Ночью ветер снова повалил крест. Беда в том, размышлял поутру Огден Рассел, протирая глаза от гноя, что песок ненадежен. Если бы найти подходящие валуны и навалить их у основания, тогда речной ветер ничего не сможет сделать.
Надо что-то предпринять, ведь не подобает кресту столь жалко крениться при всяком порыве ветра. Не соответствует это ни святости символа, ни набожности воздвигшего крест.
Сидя на песке, слушая веселое утреннее журчание реки, Рассел думал о том, мудро ли он поступил, избрав этот островок для своего одиночества. Одиночество ему удалось, но все же явно чего-то недоставало. Комфорта, вот чего. Но ведь, напомнил он себе, я искал здесь не комфорт. Комфорт остался там, в мире, от которого он отвернулся. Но он отринул и это, и многое другое — в поисках чего-то более возвышенного и значительного, в поисках того, чье существование ощущал, но все никак не мог обрести.
— Но, Господи, я ведь старался! — простонал он. — Боже мой, я ведь так старался!

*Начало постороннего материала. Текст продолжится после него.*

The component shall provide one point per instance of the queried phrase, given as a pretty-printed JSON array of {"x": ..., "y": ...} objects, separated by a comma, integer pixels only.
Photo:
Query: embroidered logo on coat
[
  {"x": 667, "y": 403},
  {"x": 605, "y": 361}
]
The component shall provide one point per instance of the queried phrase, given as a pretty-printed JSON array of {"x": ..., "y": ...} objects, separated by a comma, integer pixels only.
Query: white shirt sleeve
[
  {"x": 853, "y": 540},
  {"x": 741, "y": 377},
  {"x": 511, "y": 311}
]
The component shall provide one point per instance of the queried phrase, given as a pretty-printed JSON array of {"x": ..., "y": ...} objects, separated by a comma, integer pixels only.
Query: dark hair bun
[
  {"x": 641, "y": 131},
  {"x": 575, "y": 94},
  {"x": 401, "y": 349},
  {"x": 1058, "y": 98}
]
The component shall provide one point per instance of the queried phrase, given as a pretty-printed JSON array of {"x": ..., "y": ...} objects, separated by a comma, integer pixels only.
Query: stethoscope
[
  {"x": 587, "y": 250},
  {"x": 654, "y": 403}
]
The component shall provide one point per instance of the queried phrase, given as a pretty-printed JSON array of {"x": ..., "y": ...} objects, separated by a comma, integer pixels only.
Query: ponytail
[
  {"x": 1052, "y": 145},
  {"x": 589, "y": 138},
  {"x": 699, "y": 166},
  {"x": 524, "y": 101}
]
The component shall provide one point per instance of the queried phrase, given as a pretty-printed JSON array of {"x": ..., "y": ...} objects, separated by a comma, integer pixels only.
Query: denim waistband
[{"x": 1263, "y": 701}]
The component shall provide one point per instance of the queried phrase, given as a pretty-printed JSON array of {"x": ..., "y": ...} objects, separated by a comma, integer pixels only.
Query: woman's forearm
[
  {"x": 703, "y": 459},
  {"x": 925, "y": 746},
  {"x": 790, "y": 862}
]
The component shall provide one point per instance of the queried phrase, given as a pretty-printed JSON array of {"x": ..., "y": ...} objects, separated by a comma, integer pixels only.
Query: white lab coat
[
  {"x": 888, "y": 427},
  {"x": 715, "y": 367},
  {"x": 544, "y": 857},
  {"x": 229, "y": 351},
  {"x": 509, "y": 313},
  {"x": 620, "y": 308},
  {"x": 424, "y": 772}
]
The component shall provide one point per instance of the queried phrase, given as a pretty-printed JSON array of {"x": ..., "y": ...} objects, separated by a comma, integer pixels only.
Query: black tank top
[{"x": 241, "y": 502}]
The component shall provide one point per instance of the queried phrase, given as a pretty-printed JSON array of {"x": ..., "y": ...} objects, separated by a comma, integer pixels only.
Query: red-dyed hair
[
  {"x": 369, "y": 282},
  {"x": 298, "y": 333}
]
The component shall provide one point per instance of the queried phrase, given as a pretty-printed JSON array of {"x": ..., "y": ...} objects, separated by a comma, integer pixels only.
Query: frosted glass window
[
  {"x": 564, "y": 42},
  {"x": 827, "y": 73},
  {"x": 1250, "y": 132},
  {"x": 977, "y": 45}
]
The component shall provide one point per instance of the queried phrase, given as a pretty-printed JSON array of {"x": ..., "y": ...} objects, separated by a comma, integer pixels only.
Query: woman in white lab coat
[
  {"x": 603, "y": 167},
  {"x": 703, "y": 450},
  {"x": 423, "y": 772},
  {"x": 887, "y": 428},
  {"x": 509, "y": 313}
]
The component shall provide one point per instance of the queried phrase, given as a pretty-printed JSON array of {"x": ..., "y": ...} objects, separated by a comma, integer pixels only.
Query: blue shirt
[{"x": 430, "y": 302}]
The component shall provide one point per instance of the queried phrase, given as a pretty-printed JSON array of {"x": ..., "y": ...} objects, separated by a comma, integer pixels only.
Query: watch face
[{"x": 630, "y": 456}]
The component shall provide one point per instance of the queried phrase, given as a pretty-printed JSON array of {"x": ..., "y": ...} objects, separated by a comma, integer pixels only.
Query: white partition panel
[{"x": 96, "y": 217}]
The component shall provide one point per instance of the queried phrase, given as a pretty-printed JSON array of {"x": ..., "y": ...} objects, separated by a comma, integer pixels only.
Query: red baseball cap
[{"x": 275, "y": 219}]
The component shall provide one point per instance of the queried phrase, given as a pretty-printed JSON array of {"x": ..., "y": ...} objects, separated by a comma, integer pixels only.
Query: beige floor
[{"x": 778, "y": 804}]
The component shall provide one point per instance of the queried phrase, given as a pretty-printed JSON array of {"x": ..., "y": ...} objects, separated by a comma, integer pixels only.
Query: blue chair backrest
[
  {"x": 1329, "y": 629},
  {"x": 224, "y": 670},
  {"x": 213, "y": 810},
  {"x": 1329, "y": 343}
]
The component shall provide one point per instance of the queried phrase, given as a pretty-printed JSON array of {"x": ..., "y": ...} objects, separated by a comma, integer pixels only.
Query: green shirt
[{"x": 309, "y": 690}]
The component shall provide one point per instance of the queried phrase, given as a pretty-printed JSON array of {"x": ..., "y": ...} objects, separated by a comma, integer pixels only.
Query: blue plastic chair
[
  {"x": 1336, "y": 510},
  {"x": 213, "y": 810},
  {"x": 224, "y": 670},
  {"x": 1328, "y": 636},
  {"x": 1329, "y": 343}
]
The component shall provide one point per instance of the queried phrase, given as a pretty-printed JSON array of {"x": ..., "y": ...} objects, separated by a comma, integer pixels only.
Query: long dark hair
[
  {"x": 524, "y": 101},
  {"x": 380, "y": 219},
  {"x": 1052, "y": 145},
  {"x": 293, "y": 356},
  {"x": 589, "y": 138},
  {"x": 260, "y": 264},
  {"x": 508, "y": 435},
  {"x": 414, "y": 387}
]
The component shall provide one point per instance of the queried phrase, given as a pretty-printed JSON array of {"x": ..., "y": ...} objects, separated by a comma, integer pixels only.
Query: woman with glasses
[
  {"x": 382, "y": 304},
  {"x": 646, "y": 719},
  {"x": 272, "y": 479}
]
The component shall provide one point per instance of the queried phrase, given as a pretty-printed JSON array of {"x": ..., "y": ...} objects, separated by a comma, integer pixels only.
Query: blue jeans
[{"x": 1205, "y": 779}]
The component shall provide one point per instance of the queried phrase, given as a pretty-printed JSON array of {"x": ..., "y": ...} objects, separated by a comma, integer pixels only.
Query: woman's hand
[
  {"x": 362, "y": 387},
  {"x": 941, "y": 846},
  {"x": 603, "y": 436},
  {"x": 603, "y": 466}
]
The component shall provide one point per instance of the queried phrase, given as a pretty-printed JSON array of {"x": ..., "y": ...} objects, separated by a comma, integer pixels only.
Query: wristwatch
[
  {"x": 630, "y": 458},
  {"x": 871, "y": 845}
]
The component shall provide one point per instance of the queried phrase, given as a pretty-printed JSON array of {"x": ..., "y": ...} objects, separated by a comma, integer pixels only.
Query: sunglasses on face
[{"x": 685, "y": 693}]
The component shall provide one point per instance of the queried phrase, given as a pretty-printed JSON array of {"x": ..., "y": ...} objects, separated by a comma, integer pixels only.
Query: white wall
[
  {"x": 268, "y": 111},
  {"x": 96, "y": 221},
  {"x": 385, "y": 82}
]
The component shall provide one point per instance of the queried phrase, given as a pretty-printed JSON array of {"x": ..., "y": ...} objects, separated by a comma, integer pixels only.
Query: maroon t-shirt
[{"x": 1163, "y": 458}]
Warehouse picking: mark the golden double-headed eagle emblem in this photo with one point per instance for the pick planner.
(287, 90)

Он встал и очень осторожно потянулся, все тело ломило от речной сырости, от ветра, от ночевок под ветхим одеялом. Да и как согреться, вся его одежда — лишь старые, отрезанные выше колен брюки.
Он потянулся и стал размышлять, следует ли заняться крестом до молитвы или молитва будет услышана и так. Наконец он решил, что крест есть крест, и не важно — установлен он или лежит на песке.
Стоя над рекой, он боролся с навязчивыми мыслями, пытаясь заглянуть себе в душу, проникнуть в вечную тайну мира, скрытого еще глубже души — вечно неуловимого и непостижимого. Но озарение не возникало, ответ не приходил, не приходил никогда. А сегодня — хуже прежнего; единственное, о чем он мог думать в это утро — обожженная, шелушащаяся кожа, ссадины от долгого стояния на коленях, голодные спазмы в желудке, и самое главное — попалась ли рыба на крючки расставленных с вечера снастей.
И если теперь, после месяца ожидания, думал он, ответа все еще нет, то его, наверное, просто не существует, и я ошибся в выборе пути, взывая к несуществующему, и к несуществовавшему никогда Богу. А может, я звал не тем именем…
Хотя имя не может иметь никакого значения. Имя — это только имя, не более. Символ. Ведь, напомнил он себе, то, что я ищу, это просто — понимание и вера, глубина веры и мощь понимания, присущие людям и прежде. Для веры, несомненно, должно быть основание, и это основание можно отыскать. Не могло же ошибаться все человечество. Любая религия всегда нечто большее, чем просто вымысел человека, желающего заполнить мертвую пустоту своего сердца. Даже неандертальцы хоронили умерших лицом к восходу, кидали в могилу горсть красной охры — символ второй жизни, клали рядом с мертвецами их оружие и украшения — то, что понадобится им в будущем существовании.
Он должен узнать! Он заставит себя узнать! И он узнает, проникнув в тайны естества.
Жизнь, размышлял он, нечто большее, чем пребывание на этой земле, пусть даже сколь угодно долгое. Кроме пробужденной, обновленной и бессмертной плоти должна существовать и какая-то другая вечность.
Сегодня, сейчас он заново посвятит себя поиску. Он будет дольше стоять на коленях, искать будет глубже и, кроме поисков, не допустит в свою жизнь более ничего — и его день настанет! Где-то там, в будущем, есть час и мгновение, когда он обретет ясность и веру, но никому не ведомо, когда этот час настанет — может быть, он уже близок.
Для этого ему понадобятся все силы, поэтому надо подкрепить плоть — немедленно, еще до молитвы. И тогда подкрепленный, с новыми силами он отправится на поиски истины.
Обогнув песчаный карьер, он дошел до ив, к которым были привязаны лески и потянул за них. Они легко вышли из воды и оказались пустыми. Мощный приступ голода скрутил его тело. Что ж, опять придется довольствоваться моллюсками. От этой мысли он ощутил тошноту.